Stress testing European and UK banks

The US bank stress tests are finally over and markets are breathing a massive sign of relief. 10 out of the 19 banks tested will have to raise $74.6bn in equity but none of the 19 banks will become insolvent, with additional capital requirements deemed as “manageable”.

It hardly seemed worth getting all stressed up over the stress tests but the results are likely to prompt much debate about the methodology used and will not put to bed the issue of the health of the US financial sector and potential for even more capital raising in the future. This should be the theme of another post but for now I want to discuss what this means for European and UK banks.

The stress tests raise questions about whether the European and UK banking sector should follow the US.  The US administration has used the ratio of tangible common equity to total assets for its stress tests on US banks. This measure has been labeled as old fashioned but one that investors currently prefer.
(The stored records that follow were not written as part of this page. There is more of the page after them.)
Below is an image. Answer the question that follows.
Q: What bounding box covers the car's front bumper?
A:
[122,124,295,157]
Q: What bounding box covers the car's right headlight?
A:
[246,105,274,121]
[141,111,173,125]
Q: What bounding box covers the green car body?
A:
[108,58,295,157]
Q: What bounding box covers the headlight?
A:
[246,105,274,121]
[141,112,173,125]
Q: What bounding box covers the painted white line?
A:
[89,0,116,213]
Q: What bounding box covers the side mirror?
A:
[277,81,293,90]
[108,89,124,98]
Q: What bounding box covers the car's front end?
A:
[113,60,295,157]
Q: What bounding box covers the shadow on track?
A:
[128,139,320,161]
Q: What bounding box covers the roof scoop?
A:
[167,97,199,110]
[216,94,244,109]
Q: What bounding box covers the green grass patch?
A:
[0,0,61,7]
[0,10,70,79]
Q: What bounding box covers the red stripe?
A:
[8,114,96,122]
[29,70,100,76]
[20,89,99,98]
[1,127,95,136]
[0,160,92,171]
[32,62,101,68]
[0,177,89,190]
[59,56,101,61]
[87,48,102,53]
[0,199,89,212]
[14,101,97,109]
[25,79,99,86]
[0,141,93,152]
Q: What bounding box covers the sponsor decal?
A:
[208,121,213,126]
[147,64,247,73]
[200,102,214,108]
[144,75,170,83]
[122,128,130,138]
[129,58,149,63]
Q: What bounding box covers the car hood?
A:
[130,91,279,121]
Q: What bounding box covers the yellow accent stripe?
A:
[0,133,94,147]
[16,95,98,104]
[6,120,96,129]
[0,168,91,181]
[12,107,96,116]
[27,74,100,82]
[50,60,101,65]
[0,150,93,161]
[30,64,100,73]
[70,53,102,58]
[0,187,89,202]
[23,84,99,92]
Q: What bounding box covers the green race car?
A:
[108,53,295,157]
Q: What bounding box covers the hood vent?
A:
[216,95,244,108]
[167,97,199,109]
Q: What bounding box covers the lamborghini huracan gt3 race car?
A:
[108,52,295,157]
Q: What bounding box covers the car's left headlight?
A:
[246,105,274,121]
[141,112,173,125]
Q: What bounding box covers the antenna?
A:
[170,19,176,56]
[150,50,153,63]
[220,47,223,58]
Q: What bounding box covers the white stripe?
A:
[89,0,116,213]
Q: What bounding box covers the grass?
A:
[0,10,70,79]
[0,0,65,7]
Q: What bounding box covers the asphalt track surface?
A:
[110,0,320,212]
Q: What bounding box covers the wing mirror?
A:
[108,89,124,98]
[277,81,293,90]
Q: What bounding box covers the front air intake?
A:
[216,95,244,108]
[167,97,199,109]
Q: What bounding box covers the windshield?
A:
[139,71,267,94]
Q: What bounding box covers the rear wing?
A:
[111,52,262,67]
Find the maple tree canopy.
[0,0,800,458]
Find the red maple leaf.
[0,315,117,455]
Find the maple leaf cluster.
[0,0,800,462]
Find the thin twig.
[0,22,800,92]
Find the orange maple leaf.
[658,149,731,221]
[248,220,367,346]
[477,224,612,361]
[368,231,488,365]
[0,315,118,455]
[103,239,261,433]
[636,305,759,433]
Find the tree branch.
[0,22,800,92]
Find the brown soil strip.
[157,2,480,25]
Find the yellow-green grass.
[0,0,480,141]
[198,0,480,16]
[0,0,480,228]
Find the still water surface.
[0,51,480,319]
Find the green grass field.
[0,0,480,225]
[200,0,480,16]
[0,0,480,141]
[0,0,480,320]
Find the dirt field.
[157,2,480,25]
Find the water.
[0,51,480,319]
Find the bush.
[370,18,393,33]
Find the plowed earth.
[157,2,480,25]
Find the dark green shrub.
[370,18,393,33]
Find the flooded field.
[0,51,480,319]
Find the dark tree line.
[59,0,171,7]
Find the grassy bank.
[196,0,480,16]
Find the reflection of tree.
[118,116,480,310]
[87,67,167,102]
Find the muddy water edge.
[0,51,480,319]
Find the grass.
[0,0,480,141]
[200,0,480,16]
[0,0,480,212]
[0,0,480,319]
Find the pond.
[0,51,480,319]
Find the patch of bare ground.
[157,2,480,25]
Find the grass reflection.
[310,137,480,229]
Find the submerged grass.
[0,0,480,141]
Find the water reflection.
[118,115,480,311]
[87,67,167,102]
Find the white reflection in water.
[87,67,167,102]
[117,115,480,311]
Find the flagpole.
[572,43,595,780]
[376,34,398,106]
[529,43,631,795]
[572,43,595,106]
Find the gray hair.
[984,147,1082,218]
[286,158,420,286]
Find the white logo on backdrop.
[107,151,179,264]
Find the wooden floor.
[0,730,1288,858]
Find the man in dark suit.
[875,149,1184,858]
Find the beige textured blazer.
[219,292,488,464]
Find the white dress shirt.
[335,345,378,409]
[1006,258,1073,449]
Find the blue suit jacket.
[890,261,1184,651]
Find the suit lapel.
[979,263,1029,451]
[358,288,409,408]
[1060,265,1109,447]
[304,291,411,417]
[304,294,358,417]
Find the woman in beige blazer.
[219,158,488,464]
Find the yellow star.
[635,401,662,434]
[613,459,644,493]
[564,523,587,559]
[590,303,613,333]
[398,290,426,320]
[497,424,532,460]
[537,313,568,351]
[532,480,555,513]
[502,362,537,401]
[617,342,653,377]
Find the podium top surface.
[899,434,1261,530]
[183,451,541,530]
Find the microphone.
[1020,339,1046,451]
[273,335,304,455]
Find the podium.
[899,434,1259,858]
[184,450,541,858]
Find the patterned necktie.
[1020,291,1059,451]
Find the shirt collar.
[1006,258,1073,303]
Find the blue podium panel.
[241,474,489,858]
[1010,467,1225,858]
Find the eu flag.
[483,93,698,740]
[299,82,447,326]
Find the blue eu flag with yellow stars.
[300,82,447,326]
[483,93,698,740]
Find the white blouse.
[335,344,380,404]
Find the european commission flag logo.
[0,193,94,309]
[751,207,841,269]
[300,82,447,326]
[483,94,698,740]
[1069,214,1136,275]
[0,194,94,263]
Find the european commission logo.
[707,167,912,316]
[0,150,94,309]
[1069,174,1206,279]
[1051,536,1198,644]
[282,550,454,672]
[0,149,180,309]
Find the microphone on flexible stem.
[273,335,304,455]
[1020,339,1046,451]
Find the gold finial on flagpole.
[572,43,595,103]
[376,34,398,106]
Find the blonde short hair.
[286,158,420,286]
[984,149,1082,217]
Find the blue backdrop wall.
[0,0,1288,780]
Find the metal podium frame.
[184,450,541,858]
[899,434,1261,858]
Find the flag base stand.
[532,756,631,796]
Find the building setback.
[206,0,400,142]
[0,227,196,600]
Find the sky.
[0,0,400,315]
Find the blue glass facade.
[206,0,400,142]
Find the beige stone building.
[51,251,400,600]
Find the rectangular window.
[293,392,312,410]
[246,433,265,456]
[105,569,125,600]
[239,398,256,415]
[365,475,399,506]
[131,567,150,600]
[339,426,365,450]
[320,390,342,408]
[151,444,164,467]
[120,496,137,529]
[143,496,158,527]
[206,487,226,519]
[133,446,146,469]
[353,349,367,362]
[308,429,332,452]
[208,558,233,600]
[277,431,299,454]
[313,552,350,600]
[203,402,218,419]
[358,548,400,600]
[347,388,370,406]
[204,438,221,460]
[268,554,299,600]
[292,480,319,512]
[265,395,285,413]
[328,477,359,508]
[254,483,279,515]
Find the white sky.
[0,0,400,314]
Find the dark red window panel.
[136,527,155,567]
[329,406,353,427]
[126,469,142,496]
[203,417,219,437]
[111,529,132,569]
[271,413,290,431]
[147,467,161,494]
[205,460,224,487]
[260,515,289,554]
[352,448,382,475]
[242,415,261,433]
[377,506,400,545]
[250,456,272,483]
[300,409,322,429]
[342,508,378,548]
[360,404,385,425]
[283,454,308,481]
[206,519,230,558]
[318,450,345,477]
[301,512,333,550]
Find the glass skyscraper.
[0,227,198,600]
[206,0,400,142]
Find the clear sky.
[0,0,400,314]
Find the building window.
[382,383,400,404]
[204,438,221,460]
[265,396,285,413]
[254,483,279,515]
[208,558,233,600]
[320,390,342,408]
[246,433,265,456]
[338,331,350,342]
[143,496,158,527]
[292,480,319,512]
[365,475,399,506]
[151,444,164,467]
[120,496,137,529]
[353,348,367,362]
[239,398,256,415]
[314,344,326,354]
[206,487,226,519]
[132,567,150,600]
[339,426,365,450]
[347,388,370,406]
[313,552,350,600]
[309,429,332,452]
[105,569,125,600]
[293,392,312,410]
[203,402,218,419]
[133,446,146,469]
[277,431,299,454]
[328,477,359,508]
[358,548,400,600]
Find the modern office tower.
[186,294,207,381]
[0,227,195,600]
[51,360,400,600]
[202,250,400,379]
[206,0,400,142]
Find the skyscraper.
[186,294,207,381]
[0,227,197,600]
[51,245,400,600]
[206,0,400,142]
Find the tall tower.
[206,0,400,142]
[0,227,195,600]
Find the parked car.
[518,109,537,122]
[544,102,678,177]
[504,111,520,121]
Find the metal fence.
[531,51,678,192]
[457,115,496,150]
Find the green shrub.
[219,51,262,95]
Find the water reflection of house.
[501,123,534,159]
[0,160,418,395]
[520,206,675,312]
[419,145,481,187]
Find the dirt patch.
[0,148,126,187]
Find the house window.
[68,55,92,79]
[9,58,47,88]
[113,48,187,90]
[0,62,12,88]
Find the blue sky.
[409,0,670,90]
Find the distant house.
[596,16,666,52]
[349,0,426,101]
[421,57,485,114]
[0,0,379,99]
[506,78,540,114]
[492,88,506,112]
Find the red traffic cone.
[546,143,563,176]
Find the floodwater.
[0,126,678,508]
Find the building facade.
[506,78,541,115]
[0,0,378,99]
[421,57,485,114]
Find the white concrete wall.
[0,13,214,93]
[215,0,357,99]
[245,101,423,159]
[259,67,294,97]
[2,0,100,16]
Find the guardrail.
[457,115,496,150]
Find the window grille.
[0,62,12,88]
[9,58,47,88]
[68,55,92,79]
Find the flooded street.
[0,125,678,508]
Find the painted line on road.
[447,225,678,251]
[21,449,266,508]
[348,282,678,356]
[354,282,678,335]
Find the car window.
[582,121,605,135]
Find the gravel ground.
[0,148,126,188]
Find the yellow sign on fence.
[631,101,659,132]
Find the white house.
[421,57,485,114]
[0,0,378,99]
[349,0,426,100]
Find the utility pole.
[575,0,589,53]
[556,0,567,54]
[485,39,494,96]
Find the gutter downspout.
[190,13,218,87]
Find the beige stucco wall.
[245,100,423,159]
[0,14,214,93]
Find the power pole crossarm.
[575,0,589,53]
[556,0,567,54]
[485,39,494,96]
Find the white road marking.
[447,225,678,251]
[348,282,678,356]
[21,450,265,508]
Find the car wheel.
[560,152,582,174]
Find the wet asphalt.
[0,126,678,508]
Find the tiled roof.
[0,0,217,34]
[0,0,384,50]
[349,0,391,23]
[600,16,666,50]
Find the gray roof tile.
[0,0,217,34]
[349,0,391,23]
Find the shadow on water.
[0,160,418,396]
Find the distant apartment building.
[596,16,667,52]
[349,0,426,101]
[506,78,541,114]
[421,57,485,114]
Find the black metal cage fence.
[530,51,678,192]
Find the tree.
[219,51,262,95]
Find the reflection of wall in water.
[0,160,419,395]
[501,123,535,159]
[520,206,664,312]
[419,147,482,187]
This is also the measure the IMF has used in its recent calculations to work our additional capital requirements for banks globally.

The IMF financial stability report estimated additional credit related writedowns in 2009 and 2010 at $550bn in the US, $750bn in the eurozone, and $200bn in the UK. The IMF estimates that the ratio of tangible common equity to total assets was 3.7% in the US at end 2008 but only 2.5% in the eurozone and 2.1% in the UK. It concludes that the extra capital needed to increase this ratio to 6% would be $500bn in the US, $725bn in the eurozone and $250 billion in the UK.

So will be there similar stress tests in Europe and the UK? The increased transparency that the stress test results have brought about in the US is good news for investors even if no bank was ever going to fail them but they raise a potentially worrying comparison with European and UK  banks which appear to have been far less forthcoming. The figures have been disputed by eurozone and UK officials but assuming the IMF is right the estimates raise some disturbing questions about financial sector health outside the US.